Ludlow is one of the most popular destinations in Shropshire. In the far south of the county, close to the border with Herefordshire and only a few miles from Wales, this small town has become a centre for the Slow Food movement. Ludlow is a pretty and historic town surrounded by green countryside which produces the locally-sourced speciality foodstuffs visitors can enjoy at Ludlow’s restaurants, shops and market stalls. Every autumn the town hosts Ludlow Food Festival, a celebration of the local food culture.

Ludlow is a good destination for a weekend break or for a stop on a tour of the region. While still having good access to the countryside and walks of rural Shropshire, it offers a more varied and cosmopolitan holiday.


Getting there

Travel to Ludlow is reasonably easy as the town is served by decent main roads and a railway line. Trains are operated by Arriva Trains Wales, on a route between Manchester and South Wales. Shrewsbury and Church Stretton can be visited from Ludlow by train.


Things to see and do

Ludlow’s biggest attraction is its imposing medieval castle. Partially ruined, this extensive fortified complex is a fascinating site to explore and hosts events including local festivals and family-friendly activity days. (Read more: Ludlow Castle).  The church of St Laurence, Ludlow is another important historic sight. It was mostly rebuilt in the fifteenth century, but parts of the church are even older and the site it stands on is thought to have been a place of worship or ritual as far back as the Bronze Age. The building contains a number of treasures including five-hundred-year-old carved bench ends and stained glass windows.
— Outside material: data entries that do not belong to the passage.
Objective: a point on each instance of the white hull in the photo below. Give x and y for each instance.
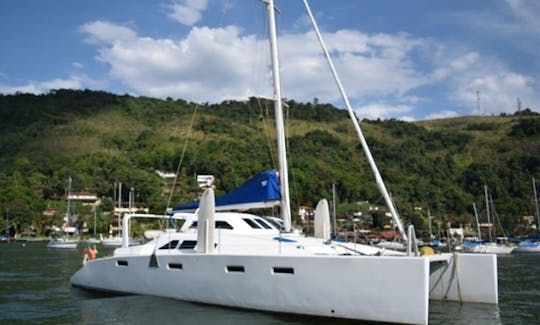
(308, 280)
(489, 248)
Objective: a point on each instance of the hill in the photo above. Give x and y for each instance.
(99, 138)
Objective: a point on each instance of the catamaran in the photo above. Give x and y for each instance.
(247, 261)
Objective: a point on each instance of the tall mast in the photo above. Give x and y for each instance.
(487, 212)
(536, 205)
(280, 129)
(68, 211)
(477, 222)
(367, 152)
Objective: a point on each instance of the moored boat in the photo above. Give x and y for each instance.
(241, 260)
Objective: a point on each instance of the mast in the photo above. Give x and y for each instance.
(536, 205)
(68, 210)
(429, 224)
(280, 129)
(487, 212)
(120, 204)
(367, 152)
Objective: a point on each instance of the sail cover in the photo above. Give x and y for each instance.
(262, 191)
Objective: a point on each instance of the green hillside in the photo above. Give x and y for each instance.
(99, 139)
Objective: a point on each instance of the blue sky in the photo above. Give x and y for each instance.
(405, 59)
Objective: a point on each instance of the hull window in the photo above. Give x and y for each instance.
(251, 223)
(188, 244)
(121, 263)
(170, 245)
(283, 270)
(175, 266)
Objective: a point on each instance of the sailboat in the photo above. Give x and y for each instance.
(247, 261)
(488, 246)
(531, 246)
(6, 238)
(115, 239)
(62, 240)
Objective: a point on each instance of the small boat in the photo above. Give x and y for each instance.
(62, 240)
(532, 243)
(488, 246)
(117, 241)
(527, 246)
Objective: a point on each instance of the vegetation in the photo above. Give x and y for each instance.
(99, 138)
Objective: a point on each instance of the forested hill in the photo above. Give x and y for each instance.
(99, 138)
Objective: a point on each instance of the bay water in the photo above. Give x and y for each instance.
(35, 289)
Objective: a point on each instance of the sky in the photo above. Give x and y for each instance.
(403, 59)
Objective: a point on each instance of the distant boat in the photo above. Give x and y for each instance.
(488, 246)
(5, 238)
(62, 240)
(531, 246)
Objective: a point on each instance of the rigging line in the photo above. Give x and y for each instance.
(290, 160)
(181, 157)
(264, 115)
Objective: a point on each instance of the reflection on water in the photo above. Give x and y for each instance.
(34, 288)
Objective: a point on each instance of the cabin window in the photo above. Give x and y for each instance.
(170, 245)
(153, 261)
(263, 223)
(283, 270)
(251, 223)
(121, 263)
(223, 225)
(235, 269)
(175, 266)
(217, 225)
(273, 223)
(188, 244)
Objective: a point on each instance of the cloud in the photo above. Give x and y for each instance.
(42, 87)
(188, 12)
(441, 114)
(383, 111)
(498, 91)
(106, 32)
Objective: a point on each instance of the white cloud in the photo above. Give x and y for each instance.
(441, 114)
(106, 32)
(498, 91)
(382, 111)
(42, 87)
(188, 12)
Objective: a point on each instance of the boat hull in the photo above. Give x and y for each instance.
(63, 244)
(372, 289)
(488, 248)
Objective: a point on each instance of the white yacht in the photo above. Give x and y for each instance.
(243, 260)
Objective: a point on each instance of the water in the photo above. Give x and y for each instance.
(35, 289)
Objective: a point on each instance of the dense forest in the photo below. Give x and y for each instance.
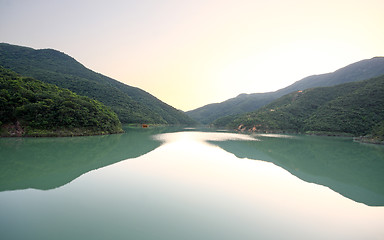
(29, 107)
(131, 104)
(355, 109)
(243, 103)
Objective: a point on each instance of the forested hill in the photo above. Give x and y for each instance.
(131, 104)
(29, 107)
(355, 108)
(243, 103)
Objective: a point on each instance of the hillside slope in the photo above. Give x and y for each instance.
(355, 108)
(243, 103)
(29, 107)
(131, 104)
The town centre is full of historic buildings, including the famous black-and-white Feathers Hotel. It’s easy to spend a day exploring and pottering around the town, with lots of picturesque views to admire and photograph.

Many come to Ludlow for the traditional market-town atmosphere and for a relaxing foodie break. If you have a car it is easy to explore the surrounding countryside and visit farm shops. In the town itself there is a regular market, a twice-montly farmers’ market, family-run butchers and bakeries and renowned restaurants. Slow Food Ludlow Marches organises events, tastings and tours.